In various long extracts, transcribed from this work by Cyril and Jerome, it appears, (Jewish and Heathen Test. vol. iv. p. 77, et seq.) that Julian noticed by name Matthew and Luke, in the difference between their genealogies of Christ that he objected to Matthew’s application of the prophecy, “Out of Egypt have I called my son” (ii. 15), and to that of “A virgin shall conceive” (i. 23); that he recited sayings of Christ, and various passages of his history, in the very words of the evangelists; in particular, that Jesus healed lame and blind people, and exorcised demoniacs in the villages of Bethsaida and Bethany; that he alleged that none of Christ’s disciples ascribed to him the creation of the world, except John; that neither Paul, nor Matthew, nor Luke, nor Mark, have dared to call Jesus God; that John wrote later than the other evangelists, and at a time when a great number of men in the cities of Greece and Italy were converted; that he alludes to the conversion of Cornelius and of Sergius Paulus, to Peter’s vision, to the circular letter sent by the apostles and elders at Jerusalem, which are all recorded in the Acts of the Apostles: by which quoting of the four Gospels and the Acts of the Apostles, and by quoting no other, Julian shows that these were the historical books, and the only historical books, received by Christians as of authority, and as the authentic memoirs of Jesus Christ, of his apostles, and of the doctrines taught by them. But Julian’s testimony does something more than represent the judgment of the Christian church in his time.

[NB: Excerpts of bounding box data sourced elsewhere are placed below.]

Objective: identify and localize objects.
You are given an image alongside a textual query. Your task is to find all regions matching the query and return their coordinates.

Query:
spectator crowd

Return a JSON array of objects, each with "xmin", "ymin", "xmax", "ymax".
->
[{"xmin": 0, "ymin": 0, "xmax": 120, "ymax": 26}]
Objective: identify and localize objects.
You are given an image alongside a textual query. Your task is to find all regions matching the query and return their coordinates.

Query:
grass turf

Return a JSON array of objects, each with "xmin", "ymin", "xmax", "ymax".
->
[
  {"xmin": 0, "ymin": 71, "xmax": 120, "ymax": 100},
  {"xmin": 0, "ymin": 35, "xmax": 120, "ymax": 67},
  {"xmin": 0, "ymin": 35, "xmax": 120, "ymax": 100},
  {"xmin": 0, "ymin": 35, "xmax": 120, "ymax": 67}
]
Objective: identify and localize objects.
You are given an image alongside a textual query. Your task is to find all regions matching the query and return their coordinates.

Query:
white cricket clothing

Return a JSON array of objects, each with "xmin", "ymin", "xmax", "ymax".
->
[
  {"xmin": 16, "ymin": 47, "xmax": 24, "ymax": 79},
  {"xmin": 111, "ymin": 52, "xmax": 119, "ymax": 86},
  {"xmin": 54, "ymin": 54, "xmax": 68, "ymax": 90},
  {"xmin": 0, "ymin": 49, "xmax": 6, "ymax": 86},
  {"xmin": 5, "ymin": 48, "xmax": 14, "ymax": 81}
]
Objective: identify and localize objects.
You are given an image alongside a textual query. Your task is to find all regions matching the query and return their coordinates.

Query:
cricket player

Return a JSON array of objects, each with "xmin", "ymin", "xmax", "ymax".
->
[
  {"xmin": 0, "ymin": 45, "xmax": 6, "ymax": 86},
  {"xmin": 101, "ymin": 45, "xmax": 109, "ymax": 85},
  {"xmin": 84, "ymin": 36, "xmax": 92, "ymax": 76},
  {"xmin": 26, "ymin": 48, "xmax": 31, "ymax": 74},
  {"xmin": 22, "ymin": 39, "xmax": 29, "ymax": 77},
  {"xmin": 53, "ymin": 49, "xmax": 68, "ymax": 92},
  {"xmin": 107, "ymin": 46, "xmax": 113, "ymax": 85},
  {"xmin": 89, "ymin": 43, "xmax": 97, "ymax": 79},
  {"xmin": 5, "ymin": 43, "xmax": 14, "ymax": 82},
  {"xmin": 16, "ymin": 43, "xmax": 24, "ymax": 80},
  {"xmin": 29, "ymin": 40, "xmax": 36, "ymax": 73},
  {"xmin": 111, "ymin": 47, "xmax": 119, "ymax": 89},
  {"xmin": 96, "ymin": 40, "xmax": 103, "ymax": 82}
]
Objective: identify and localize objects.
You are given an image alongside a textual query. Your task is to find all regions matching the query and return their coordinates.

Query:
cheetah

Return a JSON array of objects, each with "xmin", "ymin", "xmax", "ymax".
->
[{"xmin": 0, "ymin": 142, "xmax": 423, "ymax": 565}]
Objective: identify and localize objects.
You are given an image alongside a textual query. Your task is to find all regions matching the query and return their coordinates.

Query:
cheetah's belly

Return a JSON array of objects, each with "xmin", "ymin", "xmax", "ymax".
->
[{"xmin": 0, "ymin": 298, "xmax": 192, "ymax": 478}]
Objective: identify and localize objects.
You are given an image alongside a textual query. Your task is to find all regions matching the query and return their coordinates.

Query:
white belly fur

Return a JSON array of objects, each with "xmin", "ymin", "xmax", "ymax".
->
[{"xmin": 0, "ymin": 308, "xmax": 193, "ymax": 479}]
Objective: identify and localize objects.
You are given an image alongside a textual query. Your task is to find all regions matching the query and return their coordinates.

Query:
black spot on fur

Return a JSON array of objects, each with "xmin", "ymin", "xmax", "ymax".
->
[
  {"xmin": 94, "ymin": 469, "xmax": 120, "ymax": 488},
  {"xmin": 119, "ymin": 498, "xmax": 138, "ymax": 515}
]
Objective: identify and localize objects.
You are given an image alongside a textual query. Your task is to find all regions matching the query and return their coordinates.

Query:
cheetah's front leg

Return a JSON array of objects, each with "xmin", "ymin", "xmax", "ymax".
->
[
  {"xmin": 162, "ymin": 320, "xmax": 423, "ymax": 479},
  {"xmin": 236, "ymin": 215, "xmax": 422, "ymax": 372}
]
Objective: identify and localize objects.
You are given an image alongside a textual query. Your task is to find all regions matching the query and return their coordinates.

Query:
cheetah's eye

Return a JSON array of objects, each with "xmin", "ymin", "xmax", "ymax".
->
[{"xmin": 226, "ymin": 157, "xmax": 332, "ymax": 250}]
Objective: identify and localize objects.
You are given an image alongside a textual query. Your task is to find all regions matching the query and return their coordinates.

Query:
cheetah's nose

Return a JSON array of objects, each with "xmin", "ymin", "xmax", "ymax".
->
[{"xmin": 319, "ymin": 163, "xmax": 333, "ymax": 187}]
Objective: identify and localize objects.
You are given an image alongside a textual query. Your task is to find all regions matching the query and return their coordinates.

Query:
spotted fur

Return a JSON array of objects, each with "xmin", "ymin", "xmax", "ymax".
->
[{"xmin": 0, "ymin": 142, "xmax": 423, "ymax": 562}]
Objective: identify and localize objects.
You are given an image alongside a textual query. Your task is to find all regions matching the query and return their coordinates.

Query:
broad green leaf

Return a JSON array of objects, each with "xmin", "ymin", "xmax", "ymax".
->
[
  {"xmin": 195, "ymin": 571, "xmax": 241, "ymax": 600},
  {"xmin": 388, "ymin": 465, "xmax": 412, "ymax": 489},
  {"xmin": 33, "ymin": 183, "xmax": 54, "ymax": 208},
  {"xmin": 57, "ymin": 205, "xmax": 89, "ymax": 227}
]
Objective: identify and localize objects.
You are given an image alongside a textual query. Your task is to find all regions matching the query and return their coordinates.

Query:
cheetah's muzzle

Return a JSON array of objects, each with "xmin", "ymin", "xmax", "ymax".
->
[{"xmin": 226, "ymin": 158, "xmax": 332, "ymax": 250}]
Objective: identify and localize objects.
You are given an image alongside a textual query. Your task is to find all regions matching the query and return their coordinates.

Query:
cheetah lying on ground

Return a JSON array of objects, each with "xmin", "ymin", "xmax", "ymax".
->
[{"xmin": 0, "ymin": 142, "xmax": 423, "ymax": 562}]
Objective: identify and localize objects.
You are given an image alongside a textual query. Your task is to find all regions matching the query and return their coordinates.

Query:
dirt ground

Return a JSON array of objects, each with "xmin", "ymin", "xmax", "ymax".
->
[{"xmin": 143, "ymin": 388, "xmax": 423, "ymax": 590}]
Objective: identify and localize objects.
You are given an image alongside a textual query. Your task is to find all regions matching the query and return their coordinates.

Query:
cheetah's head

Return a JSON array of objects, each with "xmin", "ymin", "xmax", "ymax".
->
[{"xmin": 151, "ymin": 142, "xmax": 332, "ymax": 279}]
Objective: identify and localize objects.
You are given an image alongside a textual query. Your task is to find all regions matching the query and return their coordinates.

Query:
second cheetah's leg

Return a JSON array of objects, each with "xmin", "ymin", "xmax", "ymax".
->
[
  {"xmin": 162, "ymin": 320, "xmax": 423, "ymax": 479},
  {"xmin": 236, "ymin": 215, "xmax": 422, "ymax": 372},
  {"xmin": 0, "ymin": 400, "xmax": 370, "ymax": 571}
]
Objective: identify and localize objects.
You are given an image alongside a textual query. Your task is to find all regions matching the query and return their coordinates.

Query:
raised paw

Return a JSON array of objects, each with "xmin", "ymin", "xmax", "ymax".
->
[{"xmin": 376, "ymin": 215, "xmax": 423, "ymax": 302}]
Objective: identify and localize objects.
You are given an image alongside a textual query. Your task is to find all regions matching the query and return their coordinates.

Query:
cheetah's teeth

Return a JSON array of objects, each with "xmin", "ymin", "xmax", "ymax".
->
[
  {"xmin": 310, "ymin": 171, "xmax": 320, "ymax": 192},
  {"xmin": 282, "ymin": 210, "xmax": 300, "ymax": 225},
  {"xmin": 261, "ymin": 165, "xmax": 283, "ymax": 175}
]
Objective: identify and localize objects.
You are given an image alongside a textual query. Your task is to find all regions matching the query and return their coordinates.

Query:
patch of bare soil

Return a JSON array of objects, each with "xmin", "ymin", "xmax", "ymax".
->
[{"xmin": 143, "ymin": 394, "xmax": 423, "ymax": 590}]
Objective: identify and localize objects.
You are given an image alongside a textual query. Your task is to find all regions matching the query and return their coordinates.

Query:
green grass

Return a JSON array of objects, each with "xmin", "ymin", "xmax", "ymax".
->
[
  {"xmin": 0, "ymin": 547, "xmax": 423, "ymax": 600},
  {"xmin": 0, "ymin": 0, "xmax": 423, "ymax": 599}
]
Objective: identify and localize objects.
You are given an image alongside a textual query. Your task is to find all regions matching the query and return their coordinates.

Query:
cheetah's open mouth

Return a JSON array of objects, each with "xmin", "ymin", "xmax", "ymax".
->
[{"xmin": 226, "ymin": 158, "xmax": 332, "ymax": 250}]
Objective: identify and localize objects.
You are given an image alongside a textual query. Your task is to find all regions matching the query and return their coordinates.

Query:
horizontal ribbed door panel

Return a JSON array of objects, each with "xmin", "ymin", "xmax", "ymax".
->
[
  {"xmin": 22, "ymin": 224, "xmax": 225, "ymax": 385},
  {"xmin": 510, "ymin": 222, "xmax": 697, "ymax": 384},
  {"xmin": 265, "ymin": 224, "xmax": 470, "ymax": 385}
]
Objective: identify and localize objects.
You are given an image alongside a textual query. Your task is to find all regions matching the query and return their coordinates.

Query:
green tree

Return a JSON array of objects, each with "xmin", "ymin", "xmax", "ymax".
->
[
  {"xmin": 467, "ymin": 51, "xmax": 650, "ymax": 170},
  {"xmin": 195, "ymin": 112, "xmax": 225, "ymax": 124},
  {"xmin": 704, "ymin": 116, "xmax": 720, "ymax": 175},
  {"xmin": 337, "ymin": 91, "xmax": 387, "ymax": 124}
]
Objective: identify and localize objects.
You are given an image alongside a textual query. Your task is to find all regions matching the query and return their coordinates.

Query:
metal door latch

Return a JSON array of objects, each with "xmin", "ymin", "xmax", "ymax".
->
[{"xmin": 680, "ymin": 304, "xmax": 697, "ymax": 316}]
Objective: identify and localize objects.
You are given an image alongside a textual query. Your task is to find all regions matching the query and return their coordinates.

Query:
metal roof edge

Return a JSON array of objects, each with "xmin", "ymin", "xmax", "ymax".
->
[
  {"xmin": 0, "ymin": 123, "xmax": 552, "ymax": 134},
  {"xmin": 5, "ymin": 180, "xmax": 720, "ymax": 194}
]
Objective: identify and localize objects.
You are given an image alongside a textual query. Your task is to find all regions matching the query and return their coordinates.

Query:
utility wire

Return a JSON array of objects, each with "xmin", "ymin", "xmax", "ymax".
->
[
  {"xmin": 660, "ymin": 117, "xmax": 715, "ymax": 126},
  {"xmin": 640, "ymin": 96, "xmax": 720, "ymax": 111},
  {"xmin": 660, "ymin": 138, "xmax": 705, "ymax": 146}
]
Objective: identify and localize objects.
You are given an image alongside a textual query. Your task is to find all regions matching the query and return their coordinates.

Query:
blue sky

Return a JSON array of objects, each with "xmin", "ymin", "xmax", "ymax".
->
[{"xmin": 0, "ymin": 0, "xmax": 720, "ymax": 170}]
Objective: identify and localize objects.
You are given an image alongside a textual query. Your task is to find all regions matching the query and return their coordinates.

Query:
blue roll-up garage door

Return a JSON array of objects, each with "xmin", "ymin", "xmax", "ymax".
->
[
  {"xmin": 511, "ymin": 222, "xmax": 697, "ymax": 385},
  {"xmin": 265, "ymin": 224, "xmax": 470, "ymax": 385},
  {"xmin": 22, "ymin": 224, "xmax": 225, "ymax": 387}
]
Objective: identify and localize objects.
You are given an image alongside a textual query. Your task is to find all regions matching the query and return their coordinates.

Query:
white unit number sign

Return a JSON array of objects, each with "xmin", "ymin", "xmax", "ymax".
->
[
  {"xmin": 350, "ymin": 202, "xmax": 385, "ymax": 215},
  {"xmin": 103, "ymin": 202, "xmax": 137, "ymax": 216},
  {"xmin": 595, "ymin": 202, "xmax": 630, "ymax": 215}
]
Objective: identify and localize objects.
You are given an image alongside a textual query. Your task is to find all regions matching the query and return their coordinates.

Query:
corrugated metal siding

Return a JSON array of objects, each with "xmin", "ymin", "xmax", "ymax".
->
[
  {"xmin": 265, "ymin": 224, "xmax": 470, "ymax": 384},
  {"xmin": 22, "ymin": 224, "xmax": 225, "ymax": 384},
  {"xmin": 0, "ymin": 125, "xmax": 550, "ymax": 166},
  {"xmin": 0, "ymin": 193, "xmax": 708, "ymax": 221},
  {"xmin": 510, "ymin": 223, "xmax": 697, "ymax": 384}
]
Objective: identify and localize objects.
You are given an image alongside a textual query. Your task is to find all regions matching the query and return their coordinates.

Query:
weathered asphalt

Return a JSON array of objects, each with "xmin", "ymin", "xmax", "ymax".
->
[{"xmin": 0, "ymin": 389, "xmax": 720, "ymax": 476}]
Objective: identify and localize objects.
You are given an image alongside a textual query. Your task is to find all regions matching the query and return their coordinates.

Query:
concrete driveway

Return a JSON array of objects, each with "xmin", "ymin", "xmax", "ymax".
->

It discovers also his own. He himself expressly states the early date of these records; he calls them by the names which they now bear. He all along supposes, he nowhere attempts to question, their genuineness.

The argument in favour of the books of the New Testament, drawn from the notice taken of their contents by the early writers against the religion, is very considerable. It proves that the accounts which Christians had then were the accounts which we have now; that our present Scriptures were theirs. It proves, moreover, that neither Celsus in the second, Porphyry in the third, nor Julian in the fourth century, suspected the authenticity of these books, or ever insinuated that Christians were mistaken in the authors to whom they ascribed them. Not one of them expressed an opinion upon this subject different from that which was holden by Christians. And when we consider how much it would have availed them to have cast a doubt upon this point, if they could; and how ready they showed themselves to be to take every advantage in their power; and that they were all men of learning and inquiry: their concession, or rather their suffrage, upon the subject is extremely valuable.

In the case of Porphyry, it is made still stronger, by the consideration that he did in fact support himself by this species of objection when he saw any room for it, or when his acuteness could supply any pretence for alleging it. The prophecy of Daniel he attacked upon this very ground of spuriousness, insisting that it was written after the time of Antiochus Epiphanes, and maintains his charge of forgery by some far-fetched indeed, but very subtle criticisms. Concerning the writings of the New Testament, no trace of this suspicion is anywhere to be found in him. (Michaelis’s Introduction to the New Testament, vol. i. p. 43. Marsh’s Translation.)